Por otro lado, y como esto es más una review que otra cosa: ¿Qué ha pasado con la "felicidad Disney" de los trabajadores? Me topé con un tal KEVIN en el restaurante Pizza Outpost que estaba agotado, y trataba a todos como diciendo "no sé porqué os tengo que soportar. Yo valgo más...". No miraba, contestaba con monosílabos...
Se lo dije a la chica del mostrador donde entregan la comida "aquí el amigo Kevin, tiene un mal día..." Y asintiendo me contestó "nos falta personal"... La verdad es que eché en falta esa actitud a veces incluso exagerada en cuanto a sonrisas y momento "happy all day".
Pero vayamos a lo bueno: TODO LO DEMÁS, jajaja. Ver a mi mujer celebrando y diciendo una y otra vez lo bien que se lo estaba pasando. Era como una batalla ganada. Una especie de revancha diciendo "He podido con todo lo malo y ahora estoy aquí, viviendo esto".
Sólo me preocupé de conseguir que todo fluyera. "Esperad aquí, cojo fast pass. No cojas esa bolsa. Espera que llegamos antes por aquí", jajajaja. Intenté hacer de guía para ellos y creo que no lo hice del todo mal.
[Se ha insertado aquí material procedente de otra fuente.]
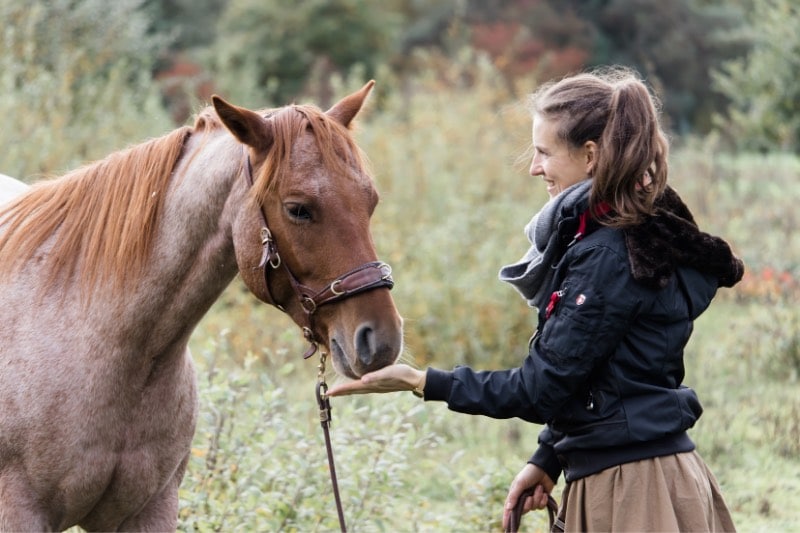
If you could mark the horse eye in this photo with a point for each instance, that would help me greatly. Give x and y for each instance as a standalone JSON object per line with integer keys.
{"x": 298, "y": 212}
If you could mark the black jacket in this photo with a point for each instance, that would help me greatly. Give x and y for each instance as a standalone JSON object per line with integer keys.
{"x": 605, "y": 367}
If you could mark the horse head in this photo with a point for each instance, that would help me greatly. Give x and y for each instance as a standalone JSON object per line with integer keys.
{"x": 302, "y": 239}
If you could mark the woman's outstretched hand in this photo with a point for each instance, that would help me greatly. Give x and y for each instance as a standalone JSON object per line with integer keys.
{"x": 392, "y": 378}
{"x": 530, "y": 476}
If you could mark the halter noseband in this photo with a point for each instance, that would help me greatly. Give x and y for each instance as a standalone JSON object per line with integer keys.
{"x": 372, "y": 275}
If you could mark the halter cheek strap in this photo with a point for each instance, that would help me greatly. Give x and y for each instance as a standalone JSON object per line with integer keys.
{"x": 372, "y": 275}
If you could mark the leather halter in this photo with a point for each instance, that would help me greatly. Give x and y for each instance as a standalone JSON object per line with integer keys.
{"x": 372, "y": 275}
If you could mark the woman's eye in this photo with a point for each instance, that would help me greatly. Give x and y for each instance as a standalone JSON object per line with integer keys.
{"x": 298, "y": 211}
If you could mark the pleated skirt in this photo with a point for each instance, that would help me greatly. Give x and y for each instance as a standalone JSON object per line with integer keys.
{"x": 671, "y": 493}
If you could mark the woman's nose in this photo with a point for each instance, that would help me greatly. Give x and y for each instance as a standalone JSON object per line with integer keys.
{"x": 536, "y": 168}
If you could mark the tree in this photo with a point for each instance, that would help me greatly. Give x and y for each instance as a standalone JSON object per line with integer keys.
{"x": 270, "y": 52}
{"x": 764, "y": 113}
{"x": 75, "y": 78}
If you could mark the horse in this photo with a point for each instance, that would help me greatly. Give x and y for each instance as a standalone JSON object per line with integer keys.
{"x": 106, "y": 270}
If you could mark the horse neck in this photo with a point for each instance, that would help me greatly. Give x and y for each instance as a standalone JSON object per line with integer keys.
{"x": 193, "y": 257}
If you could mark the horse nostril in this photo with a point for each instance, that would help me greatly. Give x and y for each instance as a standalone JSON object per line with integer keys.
{"x": 365, "y": 344}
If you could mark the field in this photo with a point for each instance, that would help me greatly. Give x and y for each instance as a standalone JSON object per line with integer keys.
{"x": 451, "y": 168}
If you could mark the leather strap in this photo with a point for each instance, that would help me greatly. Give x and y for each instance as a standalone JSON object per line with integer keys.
{"x": 373, "y": 275}
{"x": 515, "y": 519}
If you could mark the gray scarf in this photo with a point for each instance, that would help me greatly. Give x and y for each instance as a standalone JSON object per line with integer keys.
{"x": 533, "y": 273}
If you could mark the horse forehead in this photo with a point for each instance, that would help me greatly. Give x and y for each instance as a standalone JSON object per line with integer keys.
{"x": 310, "y": 168}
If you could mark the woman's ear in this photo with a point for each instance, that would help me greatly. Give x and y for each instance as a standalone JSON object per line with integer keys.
{"x": 590, "y": 156}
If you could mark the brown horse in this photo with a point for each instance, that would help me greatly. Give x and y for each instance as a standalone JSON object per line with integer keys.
{"x": 105, "y": 272}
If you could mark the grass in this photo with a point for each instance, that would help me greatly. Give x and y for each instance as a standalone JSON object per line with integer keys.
{"x": 453, "y": 205}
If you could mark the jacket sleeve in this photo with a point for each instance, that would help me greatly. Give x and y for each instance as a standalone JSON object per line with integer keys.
{"x": 592, "y": 314}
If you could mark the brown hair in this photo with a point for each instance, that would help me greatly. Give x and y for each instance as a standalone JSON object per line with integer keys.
{"x": 614, "y": 109}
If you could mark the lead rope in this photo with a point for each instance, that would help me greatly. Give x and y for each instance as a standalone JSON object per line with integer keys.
{"x": 515, "y": 520}
{"x": 325, "y": 419}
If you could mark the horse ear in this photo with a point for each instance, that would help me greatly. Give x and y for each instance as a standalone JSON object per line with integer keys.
{"x": 247, "y": 126}
{"x": 349, "y": 106}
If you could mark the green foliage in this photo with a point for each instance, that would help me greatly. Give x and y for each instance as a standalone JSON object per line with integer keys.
{"x": 76, "y": 83}
{"x": 269, "y": 52}
{"x": 764, "y": 113}
{"x": 454, "y": 199}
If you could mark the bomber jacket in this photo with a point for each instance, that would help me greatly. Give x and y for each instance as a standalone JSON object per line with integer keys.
{"x": 605, "y": 367}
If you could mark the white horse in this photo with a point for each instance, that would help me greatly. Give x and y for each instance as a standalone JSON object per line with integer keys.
{"x": 105, "y": 272}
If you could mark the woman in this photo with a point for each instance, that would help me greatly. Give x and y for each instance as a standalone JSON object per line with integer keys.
{"x": 618, "y": 271}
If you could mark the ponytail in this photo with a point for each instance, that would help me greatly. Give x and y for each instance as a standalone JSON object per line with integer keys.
{"x": 615, "y": 110}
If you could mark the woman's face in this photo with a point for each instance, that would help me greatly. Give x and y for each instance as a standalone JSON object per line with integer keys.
{"x": 559, "y": 165}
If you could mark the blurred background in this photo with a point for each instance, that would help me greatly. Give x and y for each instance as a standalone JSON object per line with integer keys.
{"x": 447, "y": 135}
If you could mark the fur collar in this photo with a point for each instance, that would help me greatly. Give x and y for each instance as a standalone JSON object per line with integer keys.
{"x": 670, "y": 238}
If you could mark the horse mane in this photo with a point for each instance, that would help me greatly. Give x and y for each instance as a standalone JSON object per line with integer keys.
{"x": 105, "y": 214}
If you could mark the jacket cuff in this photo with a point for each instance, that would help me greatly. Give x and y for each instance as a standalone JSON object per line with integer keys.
{"x": 438, "y": 384}
{"x": 546, "y": 459}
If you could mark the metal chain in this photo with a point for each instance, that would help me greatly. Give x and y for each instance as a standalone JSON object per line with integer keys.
{"x": 325, "y": 419}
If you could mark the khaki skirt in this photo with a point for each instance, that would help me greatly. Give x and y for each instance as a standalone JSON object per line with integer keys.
{"x": 670, "y": 493}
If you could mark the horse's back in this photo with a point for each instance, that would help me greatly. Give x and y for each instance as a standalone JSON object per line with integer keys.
{"x": 10, "y": 188}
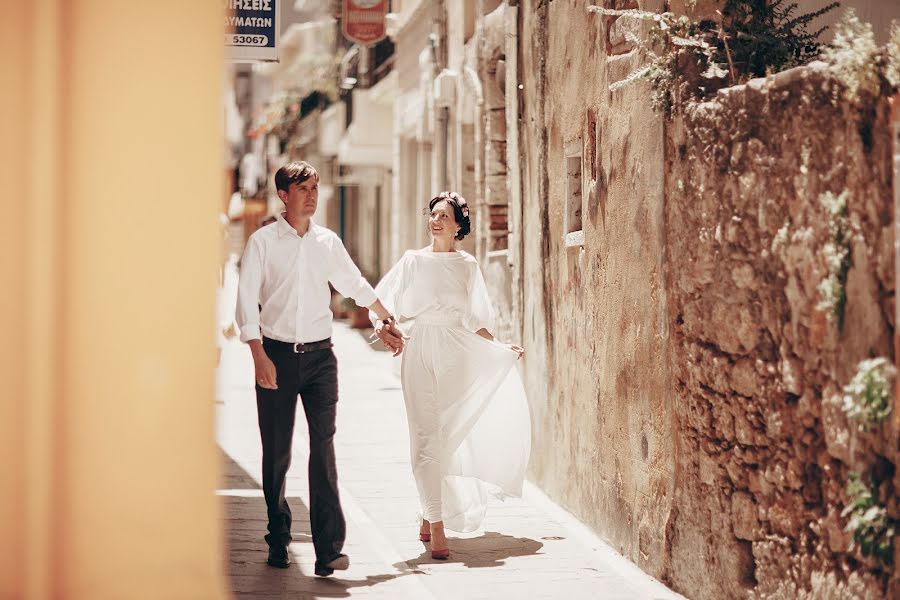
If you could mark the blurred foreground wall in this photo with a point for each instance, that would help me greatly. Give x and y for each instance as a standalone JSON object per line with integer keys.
{"x": 111, "y": 167}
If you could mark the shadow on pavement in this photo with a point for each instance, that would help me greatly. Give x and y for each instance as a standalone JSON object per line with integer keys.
{"x": 488, "y": 550}
{"x": 246, "y": 551}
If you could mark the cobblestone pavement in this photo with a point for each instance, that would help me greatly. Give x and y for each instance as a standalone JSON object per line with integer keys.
{"x": 528, "y": 548}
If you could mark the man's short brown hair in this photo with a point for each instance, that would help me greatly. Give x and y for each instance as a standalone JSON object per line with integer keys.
{"x": 295, "y": 172}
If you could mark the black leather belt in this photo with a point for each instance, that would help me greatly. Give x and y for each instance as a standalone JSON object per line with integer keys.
{"x": 299, "y": 347}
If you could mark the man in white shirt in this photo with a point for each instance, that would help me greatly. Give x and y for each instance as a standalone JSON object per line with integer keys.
{"x": 284, "y": 314}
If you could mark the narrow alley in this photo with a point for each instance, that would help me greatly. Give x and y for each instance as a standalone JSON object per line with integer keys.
{"x": 528, "y": 548}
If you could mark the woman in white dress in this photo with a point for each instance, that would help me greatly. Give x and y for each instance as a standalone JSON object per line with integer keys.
{"x": 469, "y": 426}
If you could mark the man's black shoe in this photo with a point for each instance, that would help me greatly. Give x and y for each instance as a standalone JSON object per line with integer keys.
{"x": 340, "y": 563}
{"x": 279, "y": 557}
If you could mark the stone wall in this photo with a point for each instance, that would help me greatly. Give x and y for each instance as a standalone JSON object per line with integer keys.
{"x": 603, "y": 444}
{"x": 764, "y": 448}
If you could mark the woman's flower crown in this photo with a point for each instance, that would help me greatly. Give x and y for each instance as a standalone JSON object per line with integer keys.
{"x": 460, "y": 201}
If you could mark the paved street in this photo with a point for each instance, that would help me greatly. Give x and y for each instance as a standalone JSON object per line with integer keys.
{"x": 528, "y": 548}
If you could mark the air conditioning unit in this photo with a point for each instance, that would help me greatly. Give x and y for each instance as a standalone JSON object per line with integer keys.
{"x": 445, "y": 88}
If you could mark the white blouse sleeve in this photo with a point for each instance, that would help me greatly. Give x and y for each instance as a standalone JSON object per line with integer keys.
{"x": 481, "y": 311}
{"x": 392, "y": 287}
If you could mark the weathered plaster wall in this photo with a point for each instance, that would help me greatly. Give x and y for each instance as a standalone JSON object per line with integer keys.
{"x": 603, "y": 438}
{"x": 764, "y": 447}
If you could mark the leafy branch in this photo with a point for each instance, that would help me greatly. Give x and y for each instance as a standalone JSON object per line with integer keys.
{"x": 873, "y": 530}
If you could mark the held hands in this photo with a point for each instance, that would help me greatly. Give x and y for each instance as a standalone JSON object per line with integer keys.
{"x": 517, "y": 349}
{"x": 391, "y": 335}
{"x": 265, "y": 372}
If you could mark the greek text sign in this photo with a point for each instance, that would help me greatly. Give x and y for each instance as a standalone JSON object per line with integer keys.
{"x": 251, "y": 30}
{"x": 362, "y": 21}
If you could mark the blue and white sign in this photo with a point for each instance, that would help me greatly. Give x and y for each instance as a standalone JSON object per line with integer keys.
{"x": 251, "y": 30}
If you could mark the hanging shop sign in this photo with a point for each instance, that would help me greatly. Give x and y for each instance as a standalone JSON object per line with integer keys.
{"x": 251, "y": 30}
{"x": 363, "y": 21}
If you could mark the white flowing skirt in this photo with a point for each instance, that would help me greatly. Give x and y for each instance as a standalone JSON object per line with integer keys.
{"x": 469, "y": 426}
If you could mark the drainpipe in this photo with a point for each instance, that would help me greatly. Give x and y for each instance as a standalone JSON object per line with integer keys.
{"x": 474, "y": 84}
{"x": 438, "y": 42}
{"x": 895, "y": 136}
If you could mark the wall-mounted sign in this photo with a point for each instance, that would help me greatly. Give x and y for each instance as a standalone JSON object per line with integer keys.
{"x": 362, "y": 21}
{"x": 251, "y": 30}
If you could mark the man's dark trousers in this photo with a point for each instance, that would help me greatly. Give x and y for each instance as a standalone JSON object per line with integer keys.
{"x": 312, "y": 375}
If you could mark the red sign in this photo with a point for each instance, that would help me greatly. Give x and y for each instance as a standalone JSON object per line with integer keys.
{"x": 363, "y": 20}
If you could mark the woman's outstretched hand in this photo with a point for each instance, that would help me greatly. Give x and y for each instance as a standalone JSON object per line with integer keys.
{"x": 391, "y": 336}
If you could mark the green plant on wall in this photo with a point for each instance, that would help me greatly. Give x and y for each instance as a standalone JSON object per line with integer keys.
{"x": 868, "y": 398}
{"x": 873, "y": 530}
{"x": 837, "y": 255}
{"x": 854, "y": 58}
{"x": 893, "y": 56}
{"x": 690, "y": 58}
{"x": 764, "y": 36}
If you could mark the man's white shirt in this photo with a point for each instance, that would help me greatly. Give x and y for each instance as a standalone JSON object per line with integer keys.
{"x": 288, "y": 276}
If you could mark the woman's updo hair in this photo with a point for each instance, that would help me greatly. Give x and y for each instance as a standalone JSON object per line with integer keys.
{"x": 460, "y": 211}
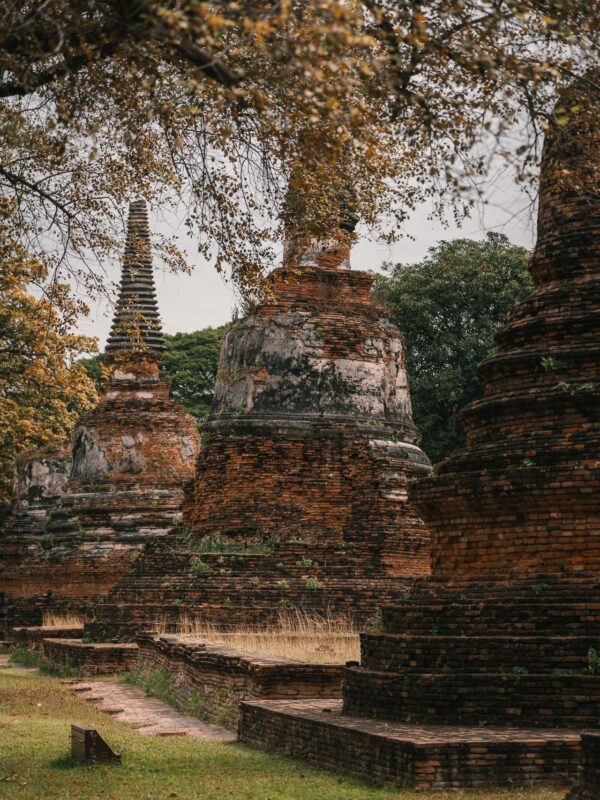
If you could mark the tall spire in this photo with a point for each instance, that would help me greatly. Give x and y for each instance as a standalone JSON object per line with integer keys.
{"x": 136, "y": 324}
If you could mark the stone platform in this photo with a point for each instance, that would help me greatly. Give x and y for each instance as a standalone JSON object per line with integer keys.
{"x": 589, "y": 786}
{"x": 423, "y": 757}
{"x": 89, "y": 659}
{"x": 214, "y": 679}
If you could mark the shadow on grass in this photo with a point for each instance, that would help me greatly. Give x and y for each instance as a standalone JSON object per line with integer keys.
{"x": 68, "y": 762}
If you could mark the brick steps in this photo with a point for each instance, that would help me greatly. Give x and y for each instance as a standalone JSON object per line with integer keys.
{"x": 511, "y": 700}
{"x": 410, "y": 755}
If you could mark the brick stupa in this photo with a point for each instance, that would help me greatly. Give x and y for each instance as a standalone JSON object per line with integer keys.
{"x": 490, "y": 672}
{"x": 131, "y": 456}
{"x": 301, "y": 491}
{"x": 505, "y": 629}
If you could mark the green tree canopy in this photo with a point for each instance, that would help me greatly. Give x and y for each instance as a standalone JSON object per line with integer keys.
{"x": 449, "y": 306}
{"x": 190, "y": 362}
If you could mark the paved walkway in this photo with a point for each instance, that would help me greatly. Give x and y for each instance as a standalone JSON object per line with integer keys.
{"x": 16, "y": 669}
{"x": 129, "y": 704}
{"x": 149, "y": 716}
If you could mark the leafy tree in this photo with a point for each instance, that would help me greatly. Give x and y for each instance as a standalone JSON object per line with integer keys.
{"x": 214, "y": 104}
{"x": 190, "y": 362}
{"x": 43, "y": 390}
{"x": 449, "y": 306}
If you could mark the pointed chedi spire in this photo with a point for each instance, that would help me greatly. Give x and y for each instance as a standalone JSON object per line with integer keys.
{"x": 136, "y": 324}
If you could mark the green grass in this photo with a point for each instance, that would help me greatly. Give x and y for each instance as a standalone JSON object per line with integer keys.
{"x": 35, "y": 717}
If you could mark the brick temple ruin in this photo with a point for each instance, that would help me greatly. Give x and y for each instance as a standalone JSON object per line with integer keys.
{"x": 489, "y": 672}
{"x": 300, "y": 498}
{"x": 80, "y": 519}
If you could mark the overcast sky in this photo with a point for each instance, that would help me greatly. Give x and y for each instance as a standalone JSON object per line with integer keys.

Sacamos tanto provecho de los dos primeros días, que el tercero lo dedicamos a pasear (era sábado y se notaba más gente...), hacer fotos, y subir a las atracciones que en otra ocasión dejamos pasar: El país de los cuentos de hadas, el tren que rodea el parque, el barco, incluso Casey Jr., jajaja.

Sin más, quería compartir este nuevo viaje a Disneland París, por si alguno de los que me lea recuerda aquel de 2012... que fue maravilloso, pero tuvo siempre ese poso de tristeza por lo que estábamos viviendo.
Lo mejor es que este mundo artificial tan bien creado, aunque lo abandones agotado y pensando "ya tengo Disney para diez años", en cuanto te alejas de regreso a casa, sientes que quieres dar media vuelta. Aunque sea por asomarte y verlo todo... una vez más.